Increase in stock value

IPO underpricing is the increase in stock value from the initial offering price to the first-day closing price. Many believe that underpriced IPOs leave money on the table for corporations, but some believe that underpricing is inevitable. Investors state that underpricing signals high interest to the market which increases the demand. On the other hand, overpriced stocks will drop long-term as the price stabilizes so underpricing may keep the issuers safe from investor litigation.

==IPO underpricing algorithms==
Underwriters and investors and corporations going for an initial public offering (IPO), issuers, are interested in their market value. There is always tension that results since the underwriters want to keep the price low while the companies want a high IPO price.

Underpricing may also be caused by investor over-reaction causing spikes on the initial days of trading. The IPO pricing process is similar to pricing new and unique products where there is sparse data on market demand, product acceptance, or competitive response. Thus it is difficult to determine a clear price which is compounded by the different goals issuers and investors have.

The problem with developing algorithms to determine underpricing is dealing with noisy, complex, and unordered data sets. Additionally, people, environment, and various environmental conditions introduce irregularities in the data.

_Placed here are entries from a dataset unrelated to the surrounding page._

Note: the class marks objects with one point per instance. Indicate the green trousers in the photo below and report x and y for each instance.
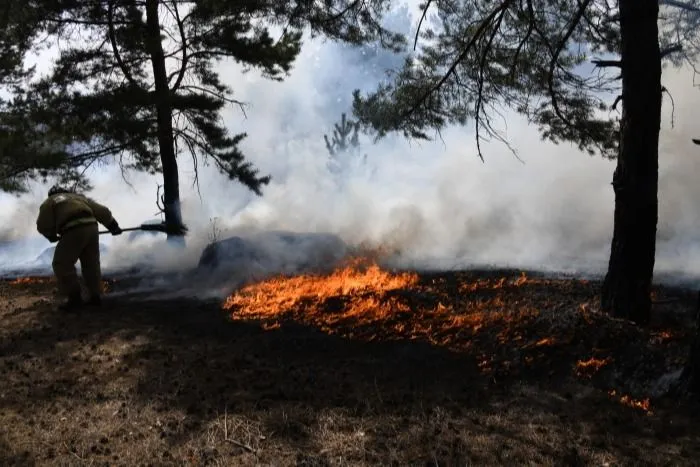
(79, 243)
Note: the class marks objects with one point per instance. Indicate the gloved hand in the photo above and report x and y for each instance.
(114, 228)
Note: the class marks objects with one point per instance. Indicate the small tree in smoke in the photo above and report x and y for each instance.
(119, 90)
(344, 145)
(531, 56)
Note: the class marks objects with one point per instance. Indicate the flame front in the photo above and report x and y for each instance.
(358, 291)
(29, 280)
(365, 301)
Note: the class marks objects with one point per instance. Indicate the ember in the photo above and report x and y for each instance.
(643, 404)
(367, 302)
(28, 280)
(587, 368)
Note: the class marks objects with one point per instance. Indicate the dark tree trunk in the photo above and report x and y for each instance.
(171, 185)
(627, 286)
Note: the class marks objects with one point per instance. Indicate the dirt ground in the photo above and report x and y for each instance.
(534, 376)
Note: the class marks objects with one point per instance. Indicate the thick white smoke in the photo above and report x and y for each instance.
(434, 202)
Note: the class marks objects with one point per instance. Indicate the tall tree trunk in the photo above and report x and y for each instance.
(171, 185)
(627, 286)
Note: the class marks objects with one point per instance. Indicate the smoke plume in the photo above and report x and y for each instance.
(434, 204)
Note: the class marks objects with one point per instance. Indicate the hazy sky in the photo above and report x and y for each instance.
(435, 200)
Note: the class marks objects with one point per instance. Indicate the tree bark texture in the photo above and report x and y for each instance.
(627, 286)
(164, 113)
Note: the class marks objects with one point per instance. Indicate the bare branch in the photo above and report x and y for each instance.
(673, 49)
(425, 12)
(673, 104)
(115, 47)
(479, 98)
(183, 40)
(616, 101)
(607, 63)
(682, 5)
(555, 59)
(477, 35)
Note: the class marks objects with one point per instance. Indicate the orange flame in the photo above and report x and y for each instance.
(28, 280)
(365, 302)
(643, 404)
(587, 368)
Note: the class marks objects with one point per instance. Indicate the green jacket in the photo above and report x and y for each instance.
(65, 210)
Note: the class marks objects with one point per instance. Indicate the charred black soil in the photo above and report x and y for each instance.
(464, 368)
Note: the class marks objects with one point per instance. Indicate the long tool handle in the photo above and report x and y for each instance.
(128, 229)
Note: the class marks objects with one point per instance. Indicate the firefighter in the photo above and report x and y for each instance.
(71, 219)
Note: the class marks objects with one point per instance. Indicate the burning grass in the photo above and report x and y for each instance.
(363, 301)
(509, 323)
(30, 280)
(171, 383)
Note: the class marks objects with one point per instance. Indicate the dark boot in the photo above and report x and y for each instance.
(74, 303)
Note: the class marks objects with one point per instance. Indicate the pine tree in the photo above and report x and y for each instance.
(528, 55)
(137, 80)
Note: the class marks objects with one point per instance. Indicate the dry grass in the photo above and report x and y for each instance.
(181, 383)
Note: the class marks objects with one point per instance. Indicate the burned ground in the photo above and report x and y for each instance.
(448, 369)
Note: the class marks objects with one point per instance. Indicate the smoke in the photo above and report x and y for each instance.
(433, 203)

To resolve these issues, researchers have found various techniques from artificial intelligence that normalizes the data.

== Evolutionary models ==
Evolutionary programming is often paired with other algorithms e.g. artificial neural networks to improve the robustness, reliability, and adaptability. Evolutionary models reduce error rates by allowing the numerical values to change within the fixed structure of the program. Designers provide their algorithms the variables, they then provide training data to help the program generate rules defined in the input space that make a prediction in the output variable space.

In this approach, the solution is made an individual and the population is made of alternatives. However, the outliers cause the individuals to act unexpectedly as they try to create rules to explain the whole set.

===Rule-based system===
For example, Quintana first abstracts a model with 7 major variables. The rules evolved from the Evolutionary Computation system developed at Michigan and Pittsburgh:
- Underwriter prestige – Is the underwriter prestigious in role of lead manager? 1 for true, 0 otherwise.
- Price range width – The width of the non-binding reference price range offered to potential customers during the roadshow. This width can be interpreted as a sign of uncertainty regarding the real value of the company and a therefore, as a factor that could influence the initial return.
- Price adjustment – The difference between the final offer price and the price range width. It can be viewed as uncertainty if the adjustment is outside the previous price range.
- Offering price – The final offer price of the IPO
- Retained stock – Ratio of number of shares sold at the IPO divided by post-offering number of shares minus the number of shares sold at the IPO.
- Offering size – Logarithm of the offering size in millions of dollars excluding the over-allotment option
- Technology – Is this a technology company? 1 for true, 0 otherwise.

Quintana uses these factors as signals that investors focus on. The algorithm his team explains shows how a prediction with a high-degree of confidence is possible with just a subset of the data.

===Two-layered evolutionary forecasting===
Luque approaches the problem with outliers by performing linear regressions over the set of data points (input, output). The algorithm deals with the data by allocating regions for noisy data. The scheme has the advantage of isolating noisy patterns which reduces the effect outliers have on the rule-generation system. The algorithm can come back later to understand if the isolated data sets influence the general data. Finally, the worst results from the algorithm outperformed all other algorithms' predictive abilities.

==Agent-based modelling==
Currently, many of the algorithms assume homogeneous and rational behavior among investors. However, there's an approach alternative to financial modeling, and it's called agent-based modelling (ABM). ABM uses different autonomous agents whose behavior evolves endogenously which lead to complicated system dynamics that are sometimes impossible to predict from the properties of individual agents. ABM is starting to be applied to computational finance. Though, for ABM to be more accurate, better models for rule-generation need to be developed.